Car en plus de posséder un goût impeccable et un don certain pour l'élaboration de silhouettes pointues, Marie Dewet mène une lutte acharnée - et justifiée - contre la surproduction et la pollution causée par l'industrie du textile. Lutte qu'elle s'applique d'ailleurs à elle-même. Toutes les pièces signées MaisonCléo sont soigneusement confectionnées par sa mère et plusieurs couturières locales, dans un atelier de la région de Lille, à partir de chutes de tissus issues de la haute couture. Des principes éco-responsables qui convainquent ses clientes, principalement américaines, d'économiser plus longtemps pour acheter mieux (compter 110 € pour la blouse Julie, l'un des produits phares, dont le détail est expliqué sur la fiche produit).

Son parti pris : on n'a pas besoin d'acheter de nouveaux vêtements, ni de produire de nouveaux tissus pour les fabriquer puisqu'ils existent déjà. Elle encourage également celles qui ne peuvent pas encore se payer ses collections à renoncer à la frénésie de l'instantané pour se plonger dans une quête jouissive de la blouse, de la jupe, de la paire de bottes parfaites. Et vintage, donc. Elle nous livre les raisons derrière sa passion pour la seconde main, ses conseils pour dénicher des trésors qui n'attendent que nous, et explique pourquoi il est urgent de consommer autrement.

Terrafemina : Quand as-tu commencé à t'intéresser au vintage ?

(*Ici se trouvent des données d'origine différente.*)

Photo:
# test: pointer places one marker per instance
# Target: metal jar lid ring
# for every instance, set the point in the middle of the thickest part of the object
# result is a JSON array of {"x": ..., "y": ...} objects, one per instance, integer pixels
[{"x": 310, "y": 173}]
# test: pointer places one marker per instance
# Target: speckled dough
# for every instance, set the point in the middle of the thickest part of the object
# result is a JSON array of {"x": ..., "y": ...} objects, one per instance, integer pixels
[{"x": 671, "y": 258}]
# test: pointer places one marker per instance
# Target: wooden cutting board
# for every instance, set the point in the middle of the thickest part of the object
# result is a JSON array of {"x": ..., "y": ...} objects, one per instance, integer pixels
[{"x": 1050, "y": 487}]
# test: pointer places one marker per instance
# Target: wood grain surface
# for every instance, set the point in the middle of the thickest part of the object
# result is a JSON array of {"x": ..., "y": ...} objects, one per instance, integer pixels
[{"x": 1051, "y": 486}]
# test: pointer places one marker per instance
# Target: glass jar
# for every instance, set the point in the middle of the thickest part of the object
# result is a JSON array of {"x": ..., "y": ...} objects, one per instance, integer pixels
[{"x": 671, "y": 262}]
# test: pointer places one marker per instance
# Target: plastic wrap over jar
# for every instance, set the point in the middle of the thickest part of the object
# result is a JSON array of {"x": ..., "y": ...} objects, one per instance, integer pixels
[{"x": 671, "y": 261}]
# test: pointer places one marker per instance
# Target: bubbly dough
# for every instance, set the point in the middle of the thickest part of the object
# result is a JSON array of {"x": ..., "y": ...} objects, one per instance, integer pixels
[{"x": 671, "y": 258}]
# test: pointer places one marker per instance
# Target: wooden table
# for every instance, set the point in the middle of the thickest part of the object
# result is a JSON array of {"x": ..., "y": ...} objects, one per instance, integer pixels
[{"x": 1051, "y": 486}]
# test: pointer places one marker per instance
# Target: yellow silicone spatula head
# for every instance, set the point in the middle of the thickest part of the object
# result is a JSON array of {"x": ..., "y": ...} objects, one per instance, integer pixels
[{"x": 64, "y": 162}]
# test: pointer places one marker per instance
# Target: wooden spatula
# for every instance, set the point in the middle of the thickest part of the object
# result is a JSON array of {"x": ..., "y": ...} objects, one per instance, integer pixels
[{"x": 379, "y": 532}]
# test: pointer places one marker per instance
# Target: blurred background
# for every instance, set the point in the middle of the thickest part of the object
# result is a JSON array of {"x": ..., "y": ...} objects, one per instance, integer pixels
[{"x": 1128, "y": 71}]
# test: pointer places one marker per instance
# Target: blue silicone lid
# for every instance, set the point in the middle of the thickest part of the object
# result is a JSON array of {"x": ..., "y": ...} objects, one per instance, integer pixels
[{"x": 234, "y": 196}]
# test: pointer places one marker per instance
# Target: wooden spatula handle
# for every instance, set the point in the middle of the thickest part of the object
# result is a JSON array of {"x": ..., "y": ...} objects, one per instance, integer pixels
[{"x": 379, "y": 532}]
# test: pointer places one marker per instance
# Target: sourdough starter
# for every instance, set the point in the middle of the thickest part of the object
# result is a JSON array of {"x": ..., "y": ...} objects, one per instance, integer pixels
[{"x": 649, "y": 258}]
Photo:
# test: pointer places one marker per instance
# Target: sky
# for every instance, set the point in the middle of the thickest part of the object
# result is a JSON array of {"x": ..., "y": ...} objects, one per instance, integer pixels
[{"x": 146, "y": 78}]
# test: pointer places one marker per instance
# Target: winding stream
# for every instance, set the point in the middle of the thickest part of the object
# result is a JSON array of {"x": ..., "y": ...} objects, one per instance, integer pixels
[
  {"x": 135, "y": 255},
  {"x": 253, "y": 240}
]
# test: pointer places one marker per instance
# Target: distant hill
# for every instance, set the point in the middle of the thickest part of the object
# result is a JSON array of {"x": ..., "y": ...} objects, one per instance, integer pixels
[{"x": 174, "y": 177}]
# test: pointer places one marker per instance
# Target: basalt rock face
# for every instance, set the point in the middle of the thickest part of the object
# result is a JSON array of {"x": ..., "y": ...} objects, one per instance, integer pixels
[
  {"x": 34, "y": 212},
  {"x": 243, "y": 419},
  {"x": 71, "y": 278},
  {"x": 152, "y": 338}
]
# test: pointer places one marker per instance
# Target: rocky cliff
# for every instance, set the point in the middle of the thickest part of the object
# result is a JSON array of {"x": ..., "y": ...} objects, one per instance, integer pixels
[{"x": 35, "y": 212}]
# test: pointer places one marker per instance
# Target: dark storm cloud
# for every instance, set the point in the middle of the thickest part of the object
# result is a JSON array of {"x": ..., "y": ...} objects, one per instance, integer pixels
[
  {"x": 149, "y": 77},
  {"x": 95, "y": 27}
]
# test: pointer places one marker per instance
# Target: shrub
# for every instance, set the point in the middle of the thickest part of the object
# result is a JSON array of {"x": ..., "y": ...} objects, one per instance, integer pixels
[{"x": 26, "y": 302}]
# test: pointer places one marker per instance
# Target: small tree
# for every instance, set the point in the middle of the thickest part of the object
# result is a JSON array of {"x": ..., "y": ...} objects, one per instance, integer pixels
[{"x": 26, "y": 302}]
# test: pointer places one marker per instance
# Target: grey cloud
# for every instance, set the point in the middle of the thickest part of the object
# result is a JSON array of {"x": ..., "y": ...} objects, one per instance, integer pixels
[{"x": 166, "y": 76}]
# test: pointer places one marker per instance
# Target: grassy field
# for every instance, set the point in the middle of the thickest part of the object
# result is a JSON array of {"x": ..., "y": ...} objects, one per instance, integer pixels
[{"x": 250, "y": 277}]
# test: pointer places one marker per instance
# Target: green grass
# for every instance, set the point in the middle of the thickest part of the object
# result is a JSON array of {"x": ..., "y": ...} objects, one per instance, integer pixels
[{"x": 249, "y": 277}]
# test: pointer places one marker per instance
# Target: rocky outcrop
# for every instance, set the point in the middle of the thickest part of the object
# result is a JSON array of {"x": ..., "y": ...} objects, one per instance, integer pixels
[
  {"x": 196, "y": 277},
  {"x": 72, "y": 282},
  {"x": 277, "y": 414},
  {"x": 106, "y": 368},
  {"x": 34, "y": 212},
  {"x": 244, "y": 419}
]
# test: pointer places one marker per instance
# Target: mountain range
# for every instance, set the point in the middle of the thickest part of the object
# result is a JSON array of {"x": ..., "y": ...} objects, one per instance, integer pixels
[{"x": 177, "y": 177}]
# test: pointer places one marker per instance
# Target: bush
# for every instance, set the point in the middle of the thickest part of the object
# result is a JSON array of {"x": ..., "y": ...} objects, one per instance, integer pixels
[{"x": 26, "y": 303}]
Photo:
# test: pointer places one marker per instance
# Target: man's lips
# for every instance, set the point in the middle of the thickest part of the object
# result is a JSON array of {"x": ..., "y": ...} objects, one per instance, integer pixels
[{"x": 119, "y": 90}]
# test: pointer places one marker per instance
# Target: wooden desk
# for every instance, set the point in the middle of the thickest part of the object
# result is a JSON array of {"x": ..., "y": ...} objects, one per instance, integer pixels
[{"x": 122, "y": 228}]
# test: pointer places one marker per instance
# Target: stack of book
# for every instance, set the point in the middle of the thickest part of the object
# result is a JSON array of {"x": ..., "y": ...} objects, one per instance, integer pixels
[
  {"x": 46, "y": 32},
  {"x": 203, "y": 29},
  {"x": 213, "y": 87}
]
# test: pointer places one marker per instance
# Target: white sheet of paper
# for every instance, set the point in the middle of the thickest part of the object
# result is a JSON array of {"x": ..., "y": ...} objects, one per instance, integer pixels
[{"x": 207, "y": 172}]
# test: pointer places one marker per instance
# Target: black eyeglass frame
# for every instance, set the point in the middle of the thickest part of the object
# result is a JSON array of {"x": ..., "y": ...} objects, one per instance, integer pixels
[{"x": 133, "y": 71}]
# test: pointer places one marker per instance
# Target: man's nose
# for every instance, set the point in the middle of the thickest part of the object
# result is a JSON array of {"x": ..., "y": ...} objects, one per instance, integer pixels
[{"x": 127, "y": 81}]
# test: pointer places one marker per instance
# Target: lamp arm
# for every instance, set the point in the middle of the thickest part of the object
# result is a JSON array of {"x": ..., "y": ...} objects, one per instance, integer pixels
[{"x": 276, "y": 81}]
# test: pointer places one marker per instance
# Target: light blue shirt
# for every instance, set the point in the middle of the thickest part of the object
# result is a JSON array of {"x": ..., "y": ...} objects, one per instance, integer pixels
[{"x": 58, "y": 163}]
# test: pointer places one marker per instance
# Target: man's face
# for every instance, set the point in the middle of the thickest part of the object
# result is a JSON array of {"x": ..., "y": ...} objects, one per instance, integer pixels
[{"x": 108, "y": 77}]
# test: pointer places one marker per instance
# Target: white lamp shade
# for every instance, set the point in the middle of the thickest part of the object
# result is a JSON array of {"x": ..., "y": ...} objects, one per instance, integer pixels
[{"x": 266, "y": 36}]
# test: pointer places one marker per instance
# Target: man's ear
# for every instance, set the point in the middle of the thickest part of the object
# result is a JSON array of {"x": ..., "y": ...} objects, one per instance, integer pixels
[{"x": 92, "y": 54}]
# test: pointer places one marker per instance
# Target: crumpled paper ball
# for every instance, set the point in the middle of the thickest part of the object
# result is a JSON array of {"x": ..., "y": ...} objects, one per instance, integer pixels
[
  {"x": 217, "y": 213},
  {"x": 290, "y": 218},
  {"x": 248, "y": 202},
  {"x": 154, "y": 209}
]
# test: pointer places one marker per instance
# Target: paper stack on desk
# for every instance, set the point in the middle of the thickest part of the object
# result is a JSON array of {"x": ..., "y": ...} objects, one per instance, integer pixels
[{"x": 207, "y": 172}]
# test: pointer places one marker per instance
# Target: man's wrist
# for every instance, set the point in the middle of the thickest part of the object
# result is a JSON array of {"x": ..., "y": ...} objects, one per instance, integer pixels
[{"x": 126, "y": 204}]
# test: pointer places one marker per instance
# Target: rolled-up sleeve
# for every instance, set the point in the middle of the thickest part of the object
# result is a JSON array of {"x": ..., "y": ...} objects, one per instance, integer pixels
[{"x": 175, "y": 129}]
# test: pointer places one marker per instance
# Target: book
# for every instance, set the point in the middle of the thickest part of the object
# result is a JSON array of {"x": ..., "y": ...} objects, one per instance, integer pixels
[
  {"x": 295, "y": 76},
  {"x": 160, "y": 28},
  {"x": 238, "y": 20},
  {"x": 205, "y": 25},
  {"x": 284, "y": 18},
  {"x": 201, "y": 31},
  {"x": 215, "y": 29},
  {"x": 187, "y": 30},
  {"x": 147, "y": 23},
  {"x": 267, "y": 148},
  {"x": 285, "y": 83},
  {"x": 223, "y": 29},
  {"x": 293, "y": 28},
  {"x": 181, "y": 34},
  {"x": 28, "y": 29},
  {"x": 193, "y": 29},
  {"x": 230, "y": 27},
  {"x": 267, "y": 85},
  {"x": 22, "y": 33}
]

Marie Dewet : Il y a dix ans je n'achetais pas de vintage mais j'économisais pour investir dans mes marques de luxe préférées, sur Net-A-Porter notamment (elle a depuis signé plusieurs collaborations avec l'e-shop de luxe, ndlr). Je mettais des sous de côté pour obtenir la pièce de mes rêves assez inaccessible pour moi, mais au moins, j'avais la satisfaction de posséder quelque chose de bonne qualité. J'achetais une deux ou trois pièces par mois au lieu de 20 pour mes copines à l'époque chez H&M et compagnie. En fin de compte, nous dépensions la même somme.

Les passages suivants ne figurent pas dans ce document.